There was nothing different about the day. It was only slightly colder and the wind had actually slowed. But yet I could feel it in the air. I’m sure I could smell it. It’s only early March but I can definitely feel it. The first day in months I felt like if I closed my eyes maybe, just maybe, when I opened them it would be deer season. But I didn’t dare close my eyes. Because I knew darn well it wasn’t deer season. It would only make the next months even more unbearable than they already would be. Who was I kidding? There was a chill in the March air, but not like November. The sunset was perfect, but not like the partly cloudy orange, red sunset of October.
I guess I am obsessed. You would have to be to think March felt like November. But whitetails have a way of doing that to a person. The constant planning and thought. The worry when a buck suddenly disappears from trail camera photos. The long nights trying to sleep, but all you can think about is the “what if”. What if it actually all comes together? Isn’t that what we do this for? The one time it all falls into place.
So, how do we get through the off-season? An off-season that has only just begun. Here are a few reasons to get off the couch this spring and get in touch with deer season once again.
The early part of the off-season between February and March is a great time to get out in the woods and to either look at a new property or scout your old property again. When scouting a new property it helps to look at aerial maps first, to help you pinpoint a small area to scout on foot once you get there. This helps you to be more efficient when scouting and saves you time. Some of the main signs to look for are rubs and deer travel routes. Rub lines are easy to find this time of the year and are a great indicator of where bucks were traveling last year during the rut. You can bet that bucks will be traveling the same routes again this year. Also look for where deer are traveling on your property. Travel routes, like rubs are easy to see this time of the year and can help you by letting you know how deer are using your property and what direction of travel the deer are using. This will let you know where to hang stands and where to plant food plots. Early spring is a great time to get out in the woods and scout. I often find that after a good scouting session, I can’t wait for deer season because I have learned so much information that I can’t wait to use. The bonus shed antler is always great too.
Another great early spring activity is hinge cutting. This is a great way to make your property more attractive to deer.

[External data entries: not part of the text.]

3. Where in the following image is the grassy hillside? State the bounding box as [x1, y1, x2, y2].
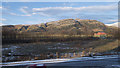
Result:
[2, 19, 119, 44]
[2, 19, 118, 34]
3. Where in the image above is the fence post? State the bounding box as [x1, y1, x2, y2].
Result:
[56, 52, 58, 58]
[81, 51, 85, 57]
[73, 52, 76, 57]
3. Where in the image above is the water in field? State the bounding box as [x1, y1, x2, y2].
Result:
[2, 39, 119, 62]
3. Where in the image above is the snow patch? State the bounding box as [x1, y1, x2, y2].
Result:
[105, 22, 119, 27]
[1, 55, 119, 66]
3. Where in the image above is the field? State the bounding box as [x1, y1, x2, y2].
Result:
[2, 38, 119, 62]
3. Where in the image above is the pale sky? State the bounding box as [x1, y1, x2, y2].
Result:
[1, 2, 118, 25]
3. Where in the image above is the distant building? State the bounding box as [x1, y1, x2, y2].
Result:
[94, 31, 107, 38]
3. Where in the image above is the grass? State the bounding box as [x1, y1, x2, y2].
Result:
[2, 39, 119, 62]
[3, 39, 118, 55]
[93, 40, 119, 53]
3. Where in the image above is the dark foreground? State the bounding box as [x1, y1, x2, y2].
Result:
[2, 58, 120, 68]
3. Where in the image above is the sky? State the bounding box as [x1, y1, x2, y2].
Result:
[0, 2, 118, 26]
[2, 0, 120, 2]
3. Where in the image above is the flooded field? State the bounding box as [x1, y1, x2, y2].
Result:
[2, 39, 119, 62]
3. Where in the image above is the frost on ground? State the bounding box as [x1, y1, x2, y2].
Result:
[1, 55, 119, 66]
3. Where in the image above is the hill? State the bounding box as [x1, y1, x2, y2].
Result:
[2, 19, 118, 35]
[2, 19, 119, 44]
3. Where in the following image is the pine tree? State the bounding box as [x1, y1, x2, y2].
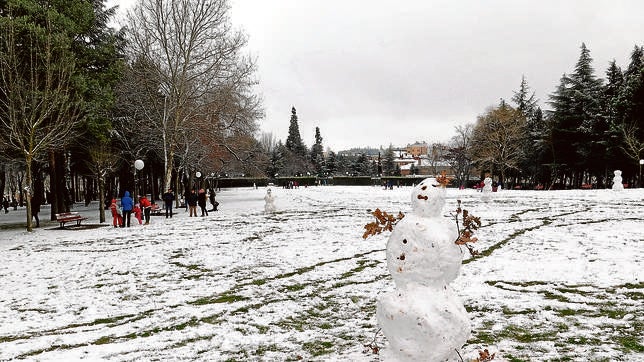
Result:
[512, 76, 543, 184]
[310, 127, 324, 175]
[613, 45, 644, 182]
[383, 145, 396, 176]
[286, 106, 308, 158]
[511, 75, 538, 119]
[325, 151, 337, 176]
[548, 43, 603, 186]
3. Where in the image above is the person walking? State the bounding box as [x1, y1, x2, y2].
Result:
[187, 189, 198, 217]
[163, 189, 174, 218]
[208, 188, 218, 211]
[120, 191, 134, 227]
[31, 193, 41, 227]
[139, 195, 152, 224]
[198, 189, 208, 216]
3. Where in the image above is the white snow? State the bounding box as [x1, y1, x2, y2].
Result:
[1, 186, 643, 361]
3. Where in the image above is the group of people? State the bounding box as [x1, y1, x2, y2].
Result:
[185, 189, 211, 217]
[109, 191, 153, 228]
[2, 196, 18, 213]
[110, 188, 219, 227]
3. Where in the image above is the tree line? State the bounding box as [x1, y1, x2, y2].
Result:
[264, 43, 644, 191]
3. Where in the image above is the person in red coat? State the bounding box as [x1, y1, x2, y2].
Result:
[133, 203, 142, 225]
[139, 195, 152, 225]
[110, 198, 123, 228]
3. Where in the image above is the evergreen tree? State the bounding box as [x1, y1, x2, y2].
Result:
[511, 76, 543, 185]
[286, 106, 308, 158]
[382, 145, 396, 176]
[548, 43, 603, 186]
[325, 151, 337, 176]
[310, 127, 325, 175]
[600, 60, 626, 184]
[267, 141, 285, 177]
[351, 153, 371, 176]
[613, 45, 644, 179]
[511, 75, 538, 119]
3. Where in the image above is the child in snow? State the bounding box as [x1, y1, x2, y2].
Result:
[133, 203, 142, 225]
[110, 198, 123, 228]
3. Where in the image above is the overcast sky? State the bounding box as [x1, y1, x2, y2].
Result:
[108, 0, 644, 152]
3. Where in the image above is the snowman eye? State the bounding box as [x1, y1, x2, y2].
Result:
[421, 186, 427, 190]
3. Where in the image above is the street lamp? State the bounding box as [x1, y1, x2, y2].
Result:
[134, 159, 144, 200]
[195, 171, 202, 190]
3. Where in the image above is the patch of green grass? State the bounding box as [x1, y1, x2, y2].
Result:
[285, 284, 305, 292]
[93, 336, 113, 345]
[190, 293, 249, 305]
[302, 340, 335, 357]
[502, 306, 536, 315]
[616, 336, 644, 352]
[253, 343, 280, 355]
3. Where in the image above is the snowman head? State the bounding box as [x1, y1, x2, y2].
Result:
[484, 177, 492, 185]
[614, 170, 622, 176]
[411, 178, 445, 217]
[267, 188, 272, 194]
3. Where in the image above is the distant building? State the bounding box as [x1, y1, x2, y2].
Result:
[406, 142, 428, 157]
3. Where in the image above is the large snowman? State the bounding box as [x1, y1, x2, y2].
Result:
[612, 170, 624, 191]
[376, 178, 470, 361]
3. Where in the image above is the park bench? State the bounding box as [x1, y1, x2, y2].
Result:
[55, 212, 88, 228]
[581, 183, 593, 189]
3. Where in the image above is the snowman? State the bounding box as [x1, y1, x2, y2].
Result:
[481, 177, 493, 201]
[612, 170, 623, 191]
[376, 177, 470, 361]
[264, 188, 276, 213]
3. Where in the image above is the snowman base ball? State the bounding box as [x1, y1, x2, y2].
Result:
[376, 284, 470, 362]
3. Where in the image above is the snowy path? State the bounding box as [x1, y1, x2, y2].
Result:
[0, 186, 642, 361]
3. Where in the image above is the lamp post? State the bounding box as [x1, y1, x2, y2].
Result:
[195, 171, 202, 190]
[134, 159, 144, 201]
[639, 159, 643, 188]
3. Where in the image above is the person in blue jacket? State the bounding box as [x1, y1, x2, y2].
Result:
[120, 191, 134, 227]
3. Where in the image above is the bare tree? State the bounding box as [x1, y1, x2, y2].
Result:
[445, 124, 475, 188]
[621, 121, 644, 166]
[87, 143, 119, 223]
[471, 102, 527, 185]
[125, 0, 261, 191]
[0, 10, 79, 231]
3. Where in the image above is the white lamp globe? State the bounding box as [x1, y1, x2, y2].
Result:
[134, 159, 144, 170]
[196, 171, 202, 178]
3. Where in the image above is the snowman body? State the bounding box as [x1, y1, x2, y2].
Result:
[376, 178, 470, 361]
[481, 177, 493, 201]
[612, 170, 623, 191]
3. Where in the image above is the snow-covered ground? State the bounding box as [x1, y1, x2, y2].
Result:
[0, 185, 642, 361]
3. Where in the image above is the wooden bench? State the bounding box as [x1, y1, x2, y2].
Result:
[55, 212, 88, 228]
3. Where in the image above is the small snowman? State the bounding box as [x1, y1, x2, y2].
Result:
[612, 170, 624, 191]
[376, 177, 470, 361]
[264, 188, 276, 213]
[481, 177, 493, 201]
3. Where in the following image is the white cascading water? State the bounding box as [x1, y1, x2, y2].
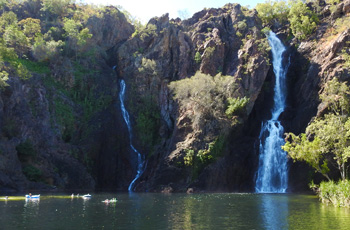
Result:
[255, 31, 289, 193]
[119, 79, 145, 192]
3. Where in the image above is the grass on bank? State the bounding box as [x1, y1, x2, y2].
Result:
[311, 180, 350, 207]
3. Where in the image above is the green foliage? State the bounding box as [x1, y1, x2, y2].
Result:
[23, 165, 42, 182]
[135, 96, 160, 150]
[256, 0, 289, 25]
[343, 50, 350, 69]
[0, 11, 17, 34]
[18, 59, 50, 74]
[77, 27, 92, 46]
[169, 72, 238, 127]
[0, 70, 8, 88]
[194, 51, 201, 64]
[3, 24, 29, 56]
[282, 133, 330, 180]
[16, 140, 37, 157]
[15, 62, 31, 80]
[261, 27, 271, 35]
[198, 136, 226, 164]
[63, 18, 92, 56]
[41, 0, 72, 17]
[317, 180, 350, 207]
[283, 78, 350, 181]
[203, 47, 215, 59]
[138, 57, 157, 75]
[139, 23, 157, 41]
[69, 63, 112, 125]
[183, 136, 226, 179]
[319, 77, 350, 116]
[237, 20, 247, 31]
[18, 18, 41, 43]
[184, 149, 195, 166]
[54, 98, 75, 142]
[32, 37, 64, 62]
[225, 97, 249, 118]
[0, 41, 30, 80]
[288, 1, 318, 40]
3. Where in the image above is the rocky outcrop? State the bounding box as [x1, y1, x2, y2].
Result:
[115, 4, 270, 192]
[3, 0, 349, 193]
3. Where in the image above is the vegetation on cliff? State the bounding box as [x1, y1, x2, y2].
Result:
[257, 0, 318, 40]
[0, 0, 134, 191]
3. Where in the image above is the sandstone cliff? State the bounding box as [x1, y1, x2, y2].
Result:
[1, 0, 349, 193]
[115, 4, 271, 192]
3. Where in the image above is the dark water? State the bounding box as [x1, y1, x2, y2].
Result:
[1, 193, 349, 229]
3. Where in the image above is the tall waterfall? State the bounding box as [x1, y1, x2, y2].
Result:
[255, 31, 289, 193]
[119, 79, 145, 192]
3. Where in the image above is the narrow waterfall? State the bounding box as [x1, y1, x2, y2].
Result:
[255, 31, 289, 193]
[119, 79, 145, 192]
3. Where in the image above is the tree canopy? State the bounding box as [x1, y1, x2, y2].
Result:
[283, 78, 350, 181]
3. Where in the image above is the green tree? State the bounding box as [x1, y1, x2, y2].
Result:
[256, 0, 289, 25]
[32, 37, 64, 62]
[319, 77, 350, 116]
[41, 0, 72, 18]
[283, 133, 330, 180]
[194, 51, 201, 64]
[18, 18, 42, 44]
[225, 97, 249, 118]
[0, 0, 7, 13]
[3, 24, 29, 56]
[169, 72, 239, 127]
[63, 18, 92, 58]
[0, 70, 8, 88]
[0, 39, 31, 80]
[0, 11, 18, 34]
[288, 0, 318, 40]
[283, 78, 350, 181]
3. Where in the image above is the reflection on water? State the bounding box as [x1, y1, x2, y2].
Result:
[260, 194, 289, 230]
[1, 193, 350, 229]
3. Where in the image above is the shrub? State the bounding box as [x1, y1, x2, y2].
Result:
[18, 59, 50, 74]
[288, 1, 318, 40]
[184, 149, 195, 166]
[169, 72, 237, 124]
[237, 20, 247, 31]
[225, 97, 249, 118]
[256, 0, 289, 25]
[194, 51, 201, 64]
[23, 165, 42, 182]
[135, 96, 160, 150]
[32, 38, 64, 62]
[317, 180, 350, 207]
[54, 98, 75, 142]
[16, 140, 36, 157]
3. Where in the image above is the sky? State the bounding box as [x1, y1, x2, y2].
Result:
[81, 0, 263, 23]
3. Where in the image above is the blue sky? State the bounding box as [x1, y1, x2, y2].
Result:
[81, 0, 264, 23]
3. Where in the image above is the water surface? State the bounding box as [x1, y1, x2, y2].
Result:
[0, 193, 349, 229]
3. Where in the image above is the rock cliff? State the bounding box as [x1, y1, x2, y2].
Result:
[1, 0, 349, 193]
[115, 4, 271, 192]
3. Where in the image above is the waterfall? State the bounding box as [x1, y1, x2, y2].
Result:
[119, 79, 145, 192]
[255, 31, 289, 193]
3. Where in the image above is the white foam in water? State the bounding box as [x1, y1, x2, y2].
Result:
[255, 31, 289, 193]
[119, 79, 145, 192]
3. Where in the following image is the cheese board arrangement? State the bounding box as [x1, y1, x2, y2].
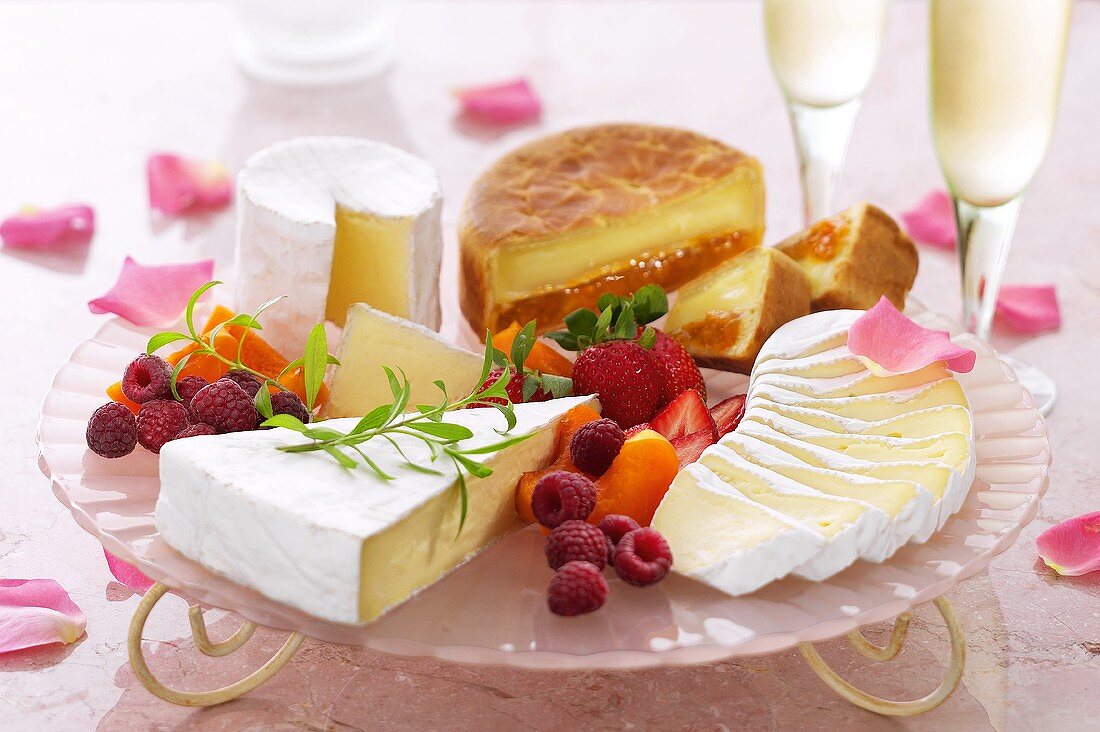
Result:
[38, 125, 1050, 715]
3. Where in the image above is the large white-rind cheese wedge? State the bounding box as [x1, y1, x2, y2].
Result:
[698, 445, 889, 579]
[651, 464, 825, 596]
[322, 303, 485, 419]
[720, 433, 934, 558]
[235, 137, 444, 355]
[155, 396, 595, 625]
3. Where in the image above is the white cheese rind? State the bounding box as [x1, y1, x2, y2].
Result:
[155, 396, 594, 625]
[234, 136, 444, 355]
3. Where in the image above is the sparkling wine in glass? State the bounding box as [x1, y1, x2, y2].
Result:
[930, 0, 1072, 414]
[765, 0, 889, 225]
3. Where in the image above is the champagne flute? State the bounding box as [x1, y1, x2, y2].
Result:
[930, 0, 1072, 415]
[764, 0, 889, 225]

Hinge cutting involves cutting partially through a small diameter tree, then pushing the tree over so that part of the tree is still connected to the base. This allows the tree to survive for a limited amount of time, while providing food and cover. You can use hinge cuts in many ways. The first is for screens. If you have access routes that require you to walk near where deer may see you, you can use hinge cuts to create a visual block for the deer. You can also create screens along the outside of your food plots. This makes deer feel more secure while eating in your field and may entice them to enter the field earlier in the evening. You can also hinge cut trees to create more bedding cover. Hinge cut trees at about the height of a little higher than your waist to create quality bedding cover. You can do this to enhance current bedding areas or to create new bedding areas that make you a more efficient hunter, by making deer bed where you want them to. Also, while you have your chain saw you can selectively cut a few old, or nonproductive trees to allow more light to the forest floor. This will then create a rush of new growth in late spring that makes great browse and increases fawning cover.
Now is the time to start planning and planting those food plots. Take another look at your aerial maps and start to plan what crops are going to go where. Also, take a look at what worked well last year and what didn’t and adjust your plan. Make note of how the deer were using your property last hunting season. Where can you plant a food plot that will increase the deer movement through your property? Once you have found that spot, if it is an open area, what do you need to do to prepare for planting? Do you need to disk, spray herbicide, control burn or a little of all three? If this area is located in an area with trees, do you need to remove any trees or is it open enough already? If trees need removed, now is a great time to do that.
As you know it’s an addiction. I don’t have to tell you that. You can feel it too. Whitetails have a power over us we will never be able to shake. Bucks will eventually shed their velvet and the leaves will change color. The temperature change will no longer be only in our imagination. The off-season can’t last forever. It will eventually yield to fall. Get ready, because whitetail season will be here before you know it.